Through five games, Siakam is averaging 28 points, 9.2 rebounds, and 3.8 assists while hitting 44.4 percent of his 27 three-point attempts, 53.4 percent of his twos and all but one of his 27 free-throw attempts. Per Basketball Reference’s MVP Tracker, he is sixth in the too-early-to-take-seriously race.
The more pertinent conversation is how — if this sustains — will change the Raptors’ landscape come playoff time? Giannis Antetokounmpo stands tall at the top of the mountain as the reigning NBA MVP but his inability to shoot outside the paint and at the free-throw line were exposed in the playoffs. Joel Embiid is at the Greek Freak’s heels with supreme talent to display on both ends but consistently remains a health concern. Who’s in Siakam’s way after that? Jimmy Butler has a track record with a larger sample size and a very capable Miami Heat team to boot, sure. Kyrie Irving has shown he can put up great numbers on the box score but not necessarily in the win column since seeking alpha status. Bradley Beal is tremendous, too, but doesn’t figure to be involved come the post-season. Victor Oladipo and Blake Griffin both face serious health questions.

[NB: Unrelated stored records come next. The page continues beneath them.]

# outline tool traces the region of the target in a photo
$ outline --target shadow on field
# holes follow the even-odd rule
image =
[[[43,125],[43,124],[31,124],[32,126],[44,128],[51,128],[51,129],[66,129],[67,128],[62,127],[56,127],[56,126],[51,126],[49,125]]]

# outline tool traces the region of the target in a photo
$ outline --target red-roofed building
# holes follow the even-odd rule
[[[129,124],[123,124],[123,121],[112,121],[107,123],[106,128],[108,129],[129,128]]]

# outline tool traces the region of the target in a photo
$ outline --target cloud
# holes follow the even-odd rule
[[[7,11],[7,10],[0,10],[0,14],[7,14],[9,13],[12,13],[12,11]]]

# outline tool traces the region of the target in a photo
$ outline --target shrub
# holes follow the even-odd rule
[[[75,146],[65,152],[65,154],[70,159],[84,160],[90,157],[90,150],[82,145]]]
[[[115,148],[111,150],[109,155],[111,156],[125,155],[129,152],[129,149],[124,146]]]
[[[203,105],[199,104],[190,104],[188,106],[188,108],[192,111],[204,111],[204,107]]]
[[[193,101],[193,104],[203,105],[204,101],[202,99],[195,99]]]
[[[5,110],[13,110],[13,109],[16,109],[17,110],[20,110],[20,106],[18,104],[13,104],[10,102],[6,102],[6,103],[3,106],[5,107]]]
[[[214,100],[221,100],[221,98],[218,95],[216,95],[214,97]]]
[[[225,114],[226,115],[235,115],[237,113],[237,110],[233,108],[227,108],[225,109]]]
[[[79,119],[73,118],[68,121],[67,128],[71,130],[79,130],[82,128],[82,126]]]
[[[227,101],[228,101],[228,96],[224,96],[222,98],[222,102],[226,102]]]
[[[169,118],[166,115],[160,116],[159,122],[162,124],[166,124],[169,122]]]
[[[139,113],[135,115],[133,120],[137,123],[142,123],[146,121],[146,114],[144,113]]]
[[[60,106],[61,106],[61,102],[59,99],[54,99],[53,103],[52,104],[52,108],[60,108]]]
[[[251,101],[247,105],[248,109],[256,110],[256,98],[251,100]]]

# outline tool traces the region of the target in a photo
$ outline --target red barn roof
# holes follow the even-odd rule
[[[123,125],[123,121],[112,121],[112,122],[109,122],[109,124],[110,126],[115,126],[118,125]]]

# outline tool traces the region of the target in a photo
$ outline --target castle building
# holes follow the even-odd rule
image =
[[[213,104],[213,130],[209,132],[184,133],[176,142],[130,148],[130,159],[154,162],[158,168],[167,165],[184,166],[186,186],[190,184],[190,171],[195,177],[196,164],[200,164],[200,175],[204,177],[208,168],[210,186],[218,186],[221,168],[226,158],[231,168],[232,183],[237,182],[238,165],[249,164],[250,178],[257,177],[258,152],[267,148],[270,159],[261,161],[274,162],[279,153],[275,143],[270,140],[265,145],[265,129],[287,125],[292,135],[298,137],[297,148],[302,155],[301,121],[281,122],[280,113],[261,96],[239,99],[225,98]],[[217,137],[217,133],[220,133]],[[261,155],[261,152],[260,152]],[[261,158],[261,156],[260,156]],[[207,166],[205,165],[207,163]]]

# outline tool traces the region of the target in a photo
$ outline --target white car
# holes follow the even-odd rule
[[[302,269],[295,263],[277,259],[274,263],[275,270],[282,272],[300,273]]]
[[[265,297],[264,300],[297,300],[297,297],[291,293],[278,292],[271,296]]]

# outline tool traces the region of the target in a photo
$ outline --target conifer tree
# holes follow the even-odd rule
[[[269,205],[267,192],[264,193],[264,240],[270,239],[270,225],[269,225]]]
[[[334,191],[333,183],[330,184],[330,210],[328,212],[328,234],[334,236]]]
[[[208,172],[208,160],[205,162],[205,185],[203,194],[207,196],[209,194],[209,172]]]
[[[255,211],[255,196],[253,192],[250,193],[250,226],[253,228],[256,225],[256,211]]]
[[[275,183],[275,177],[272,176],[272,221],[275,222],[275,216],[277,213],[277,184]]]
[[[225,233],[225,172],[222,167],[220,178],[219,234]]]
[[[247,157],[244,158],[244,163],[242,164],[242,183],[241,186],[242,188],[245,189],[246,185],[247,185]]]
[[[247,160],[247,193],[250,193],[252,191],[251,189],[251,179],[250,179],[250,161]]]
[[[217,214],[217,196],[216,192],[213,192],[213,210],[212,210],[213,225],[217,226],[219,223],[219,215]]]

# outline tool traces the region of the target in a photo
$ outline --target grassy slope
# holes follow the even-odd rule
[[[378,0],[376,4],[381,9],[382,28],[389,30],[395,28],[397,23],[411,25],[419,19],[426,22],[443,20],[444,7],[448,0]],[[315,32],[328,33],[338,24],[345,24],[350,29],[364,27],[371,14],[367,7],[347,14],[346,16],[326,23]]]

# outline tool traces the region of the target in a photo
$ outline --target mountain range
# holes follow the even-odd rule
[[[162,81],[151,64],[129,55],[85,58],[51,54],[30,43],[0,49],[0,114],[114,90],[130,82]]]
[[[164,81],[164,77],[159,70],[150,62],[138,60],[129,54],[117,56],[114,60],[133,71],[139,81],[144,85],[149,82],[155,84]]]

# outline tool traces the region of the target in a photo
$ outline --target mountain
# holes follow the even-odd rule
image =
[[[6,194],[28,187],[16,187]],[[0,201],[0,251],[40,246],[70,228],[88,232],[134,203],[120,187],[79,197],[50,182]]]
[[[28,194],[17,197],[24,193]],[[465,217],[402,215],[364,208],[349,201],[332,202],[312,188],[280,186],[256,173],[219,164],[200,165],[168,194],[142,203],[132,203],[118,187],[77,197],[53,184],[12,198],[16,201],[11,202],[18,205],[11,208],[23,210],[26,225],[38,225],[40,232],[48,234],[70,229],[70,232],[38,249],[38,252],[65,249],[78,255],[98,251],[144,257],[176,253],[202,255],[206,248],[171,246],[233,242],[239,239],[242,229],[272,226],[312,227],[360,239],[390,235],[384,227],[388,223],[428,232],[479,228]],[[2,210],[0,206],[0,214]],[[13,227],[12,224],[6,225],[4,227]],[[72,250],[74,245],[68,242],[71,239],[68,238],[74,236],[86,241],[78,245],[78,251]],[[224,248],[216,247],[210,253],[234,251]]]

There is no doubt that Siakam must improve his playmaking. He needs more experience handling double-teams and traps. His turnover rate was high through the first three games but he’s already made a dedicated effort to cut down on them. Seeing them in the playoffs will be another new experience, but in Siakam’s world, over five months to work on that seems like an eternity.
“I kind of hoped today was going to be my first no-turnover game of the year,” Siakam said after the game. “I was actually excited about it. I had my first turnover in the first half and in the second I had an offensive foul or something. I wish I didn’t have those two.
“I’ve got to be more engaged on defence and making sure I don’t get caught off guard with little fouls like that that can cost the game. I did a better job with the fouls. But turnovers, I wish I had no turnovers.”
In a league where superstar talent has mattered over and over again, the Raptors’ colossal loss of Leonard is almost immediately being mitigated by the emergence of Siakam. And then think about the other cliche: having the best defence, and look at the supporting cast. It is a championship-level one featuring Kyle Lowry, Marc Gasol, Serge Ibaka, Fred VanVleet and another growth spurt disciple in OG Anunoby.
Every time Siakam looks to have found a new level, he raises the roof, but now on the cusp of superstardom, it is the Raptors’ ceiling that might have a new outlook.